## Sunday, July 16, 2017

### A thermoelectric surprise in metals

Earlier this year I'd described what thermoelectricity is, and I'd also discussed recent work of ours where we used a laser as a scan-able heat source, and were then able to see nicely the fact that changing the size of a nanoscale metal structure can vary the material's thermoelectric properties, and make a thermocouple out of a single metal.

With this same measurement technique, we found a result that we thought was rather strange and surprising, which we have written up here.   Take a moderately long wire, say 120 nm wide and several microns long, made by patterning a 15 nm thick Au film.  Hook up basically a volt meter to the ends of the wire, and scan the laser spot along the length of the wire, recording the voltage as a function of the laser position.  If the wire is nice and homogeneous, you'd expect not to see to much until you get to the ends of the wire where it widens out into bigger contacts.  (There the size variation should make the skinny/wide junction act like a thermocouple.)   Instead, we see the result shown here in the figure (fig. 2 of the paper).  There is a great deal of spatial variability in the photothermoelectric voltage, like the wire is actually made up of a whole bunch of little thermocouples!

Note that your eye tends to pick out a spatial scale in panel (a) comparable to the 1 micron scale bar.  That's a bit misleading; the spot size of the laser in our system is about 1.8 microns, so this measurement approach would not pick up much smaller spatial scales of variation.

The metal wire is polycrystalline, and if you look at the electron microscope images in panels (c, d, e) you can make out a grain structure with lateral grain sizes of 15-20 nm.  Maybe the wire isn't all that homogeneous?  One standard way physicists look at the quality of metal films is to consider the electrical resistance of a square patch of film ($R_{\square}$, the "sheet resistance" or "resistance per square"), and compare that number with the "resistance quantum", $R_{\mathrm{q}}\equiv h/2e^2$, a combination of fundamental constants that sets a scale for resistance.  If you had two pieces of metal touching at a single atom, the resistance between them would be around the resistance quantum.  For our wire material, $R_{\square}$ is a little under 4 $\Omega$, so $R_{\square} << R_{\mathrm{q}}$, implying that the grains of our material are very well-connected - that it should act like a pretty homogeneous film.  This is why the variation shown in the figure is surprising.  Annealing the wires does change the voltage pattern as well as smoothing it out.  This is a pretty good indicator that the grain boundaries really are important here.  We hope to understand this better - it's always fun when a system thought to be well understood surprises you.

Ted Sanders said...

Nifty.
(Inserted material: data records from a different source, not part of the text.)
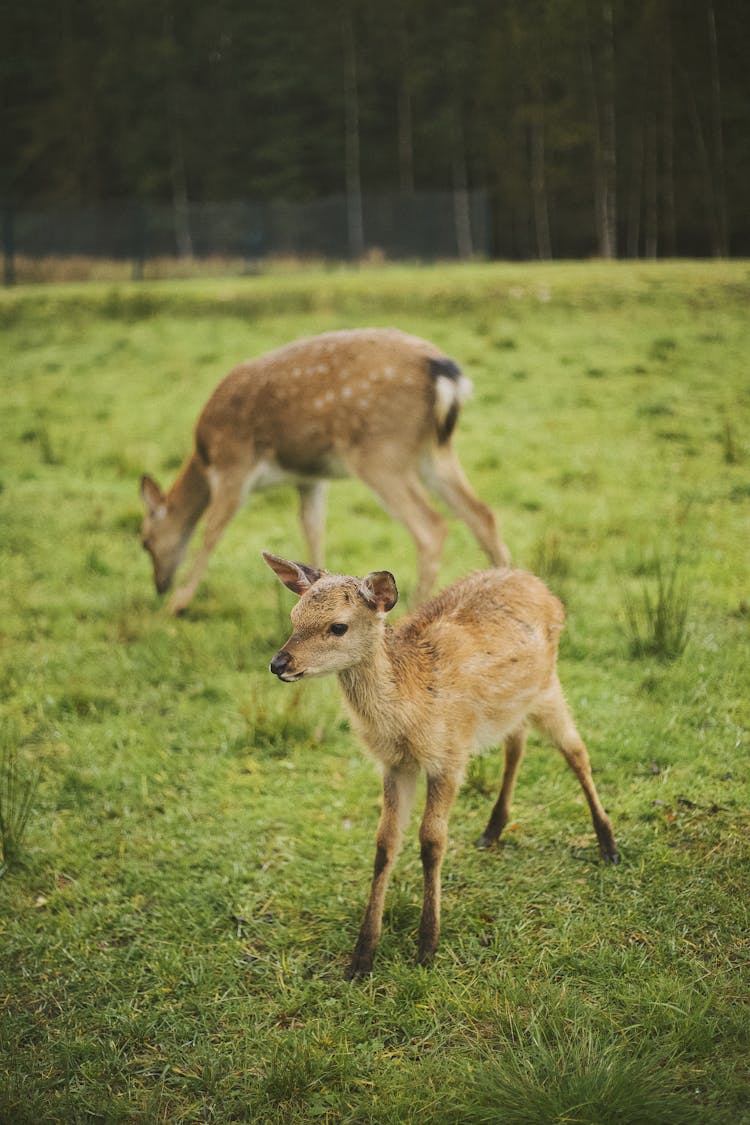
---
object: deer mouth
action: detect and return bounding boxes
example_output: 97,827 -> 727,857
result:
277,672 -> 305,684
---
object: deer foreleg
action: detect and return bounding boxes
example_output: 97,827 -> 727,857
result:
297,480 -> 328,567
418,774 -> 459,964
170,478 -> 242,613
346,770 -> 416,980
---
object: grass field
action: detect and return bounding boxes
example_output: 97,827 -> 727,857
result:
0,263 -> 750,1125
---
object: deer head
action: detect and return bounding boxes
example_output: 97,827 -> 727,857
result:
263,551 -> 398,683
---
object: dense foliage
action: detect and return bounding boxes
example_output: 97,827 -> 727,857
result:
0,0 -> 750,258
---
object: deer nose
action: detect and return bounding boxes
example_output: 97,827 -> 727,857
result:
270,649 -> 291,676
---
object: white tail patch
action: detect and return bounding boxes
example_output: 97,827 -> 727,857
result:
435,375 -> 473,426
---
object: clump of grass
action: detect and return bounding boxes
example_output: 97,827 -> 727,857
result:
625,558 -> 690,660
0,722 -> 39,876
455,1029 -> 701,1125
722,419 -> 742,465
532,531 -> 570,582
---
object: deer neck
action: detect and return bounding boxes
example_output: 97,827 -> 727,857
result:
166,453 -> 210,539
338,627 -> 422,741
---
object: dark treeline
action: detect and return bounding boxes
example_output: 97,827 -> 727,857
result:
0,0 -> 750,258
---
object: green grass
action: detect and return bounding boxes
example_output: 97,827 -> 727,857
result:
0,263 -> 750,1125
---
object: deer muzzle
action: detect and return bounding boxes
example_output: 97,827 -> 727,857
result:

Thank you for writing this up.

Anonymous said...

Hi Doug, why do you think the sign of photovoltage changes along the wire?

Douglas Natelson said...

Anon, if there is a spatially varying Seebeck coefficient $S(x)$, and the sample is heated inhomogeneously via the spot from the laser, it's not that hard to have voltage vs. laser position be non-monotonic. One way to see this is to start from the definition of $S$, where locally $\nabla V \equiv -S \nabla T$. Then $V = -\int S(x)~dT(x)/dx~dx$ where the integral runs from one end of the sample to the other. If you integrate by parts, you get $V = -[S(1)T(1)-S(2)T(2)] + \int T(x)~dS/dx~dx$, where 1 and 2 denote evaluation at the ends of the sample. That second integral is the key, because $dS/dx$ can take on either sign as $S$ varies along the sample.

Douglas Natelson said...

(somehow blogger ate the rest of my explanation.) For each position of the laser, we get some profile $T(x)$, and we can compute that integral. If $T(x)$ happens to be largest right where $dS/dx$ is positive, you'd likely end up with a positive number. Conversely, if $T(x)$ is largest where $dS/dx$ happens to be negative, then you could get a negative net voltage. Depending on how the Seebeck coefficient varies along the sample, you could then get sign flips of $V$ as you scan the laser spot along the sample.

Anonymous said...

I see, thank you for the explanation! And do you think that the Seebeck coefficient can vary that much along the wire? I.e., does this all work out quantitatively?

Douglas Natelson said...

Anon, yes, it seems so. Variations of around 10% or so along the length of the device would be about right.